Hong Kong industrialists with operations in the Pearl River Delta have raised wages and improved working conditions to bolster labour ties, fearing that the recent wave of worker unrest will spread throughout the 'factory of the world'.
Federation of Hong Kong Industries chairman Cliff Sun Kai-lit said yesterday that most Hong Kong employers across the border were paying more than the minimum wage and had increased communication with workers through labour unions after a series of strikes and rallies.
The past few weeks have seen a spate of suicides at iPhone maker Foxconn's factories in Shenzhen, strikes at carmaker Honda's component factories in Zhongshan and Foshan, and worker rallies at Taiwanese and state-owned factories in a number of other provinces.
As a result, Foxconn raised monthly wages of frontline workers by 30 per cent to 1,200 yuan (HK$1,366) on June 1 and promised another 66 per cent rise to 2,000 yuan in October.
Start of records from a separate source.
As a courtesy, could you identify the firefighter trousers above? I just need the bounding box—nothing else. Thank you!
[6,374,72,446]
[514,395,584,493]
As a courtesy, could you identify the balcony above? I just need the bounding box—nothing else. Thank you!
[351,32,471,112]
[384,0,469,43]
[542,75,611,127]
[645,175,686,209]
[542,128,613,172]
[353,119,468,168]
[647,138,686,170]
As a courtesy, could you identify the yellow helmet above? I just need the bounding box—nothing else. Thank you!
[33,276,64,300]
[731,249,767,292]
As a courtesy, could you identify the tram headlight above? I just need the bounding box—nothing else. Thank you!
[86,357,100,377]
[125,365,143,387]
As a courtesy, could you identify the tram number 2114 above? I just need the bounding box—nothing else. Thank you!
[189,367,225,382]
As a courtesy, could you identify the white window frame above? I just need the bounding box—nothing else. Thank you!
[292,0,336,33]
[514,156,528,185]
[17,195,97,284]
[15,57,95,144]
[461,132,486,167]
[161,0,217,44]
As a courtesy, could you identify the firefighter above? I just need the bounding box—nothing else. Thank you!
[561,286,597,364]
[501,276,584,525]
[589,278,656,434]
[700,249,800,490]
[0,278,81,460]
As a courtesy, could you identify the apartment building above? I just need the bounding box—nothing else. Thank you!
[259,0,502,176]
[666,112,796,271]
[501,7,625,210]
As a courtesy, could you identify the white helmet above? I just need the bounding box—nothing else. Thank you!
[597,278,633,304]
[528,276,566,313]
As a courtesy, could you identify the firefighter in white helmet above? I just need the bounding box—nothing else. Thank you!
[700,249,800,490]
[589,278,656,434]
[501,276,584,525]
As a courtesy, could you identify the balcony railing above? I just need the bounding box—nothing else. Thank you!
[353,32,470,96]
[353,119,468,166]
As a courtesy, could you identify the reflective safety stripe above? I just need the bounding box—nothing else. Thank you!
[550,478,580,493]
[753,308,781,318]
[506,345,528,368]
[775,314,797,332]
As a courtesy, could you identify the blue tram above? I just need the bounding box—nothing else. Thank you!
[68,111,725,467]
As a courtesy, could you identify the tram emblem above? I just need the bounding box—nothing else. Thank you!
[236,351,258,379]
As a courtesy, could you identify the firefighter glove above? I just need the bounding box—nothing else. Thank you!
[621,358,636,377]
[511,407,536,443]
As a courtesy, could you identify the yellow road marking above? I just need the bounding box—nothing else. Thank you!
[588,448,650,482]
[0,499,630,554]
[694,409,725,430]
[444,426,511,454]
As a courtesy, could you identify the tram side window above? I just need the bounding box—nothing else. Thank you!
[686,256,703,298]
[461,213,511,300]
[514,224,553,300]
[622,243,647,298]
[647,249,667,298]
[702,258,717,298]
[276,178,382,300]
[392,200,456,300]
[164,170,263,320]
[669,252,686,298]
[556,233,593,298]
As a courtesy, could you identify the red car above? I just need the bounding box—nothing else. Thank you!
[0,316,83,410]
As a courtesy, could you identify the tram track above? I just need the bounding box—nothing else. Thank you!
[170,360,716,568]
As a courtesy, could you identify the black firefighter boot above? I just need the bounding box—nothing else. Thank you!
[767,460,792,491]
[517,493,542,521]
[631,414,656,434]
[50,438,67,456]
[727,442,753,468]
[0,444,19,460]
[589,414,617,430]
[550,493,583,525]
Honda Lock, the component factory in Foshan, lifted monthly pay by 33 per cent to 2,544 yuan.
'The biggest fear is that the unrest may spread,' Sun said. 'Hong Kong factory owners have beefed up workers' benefits and welfare to avoid any labour problems.'
Sun, whose 1,000-worker factory in Longgang, Shenzhen, produces Kinox stainless steel kitchenware, said lower-paid workers were given a rise of 15 per cent on May 1, translating into average wages of 1,100 yuan a month, while higher-paid workers received an 8 per cent increase to an average of 5,000 yuan.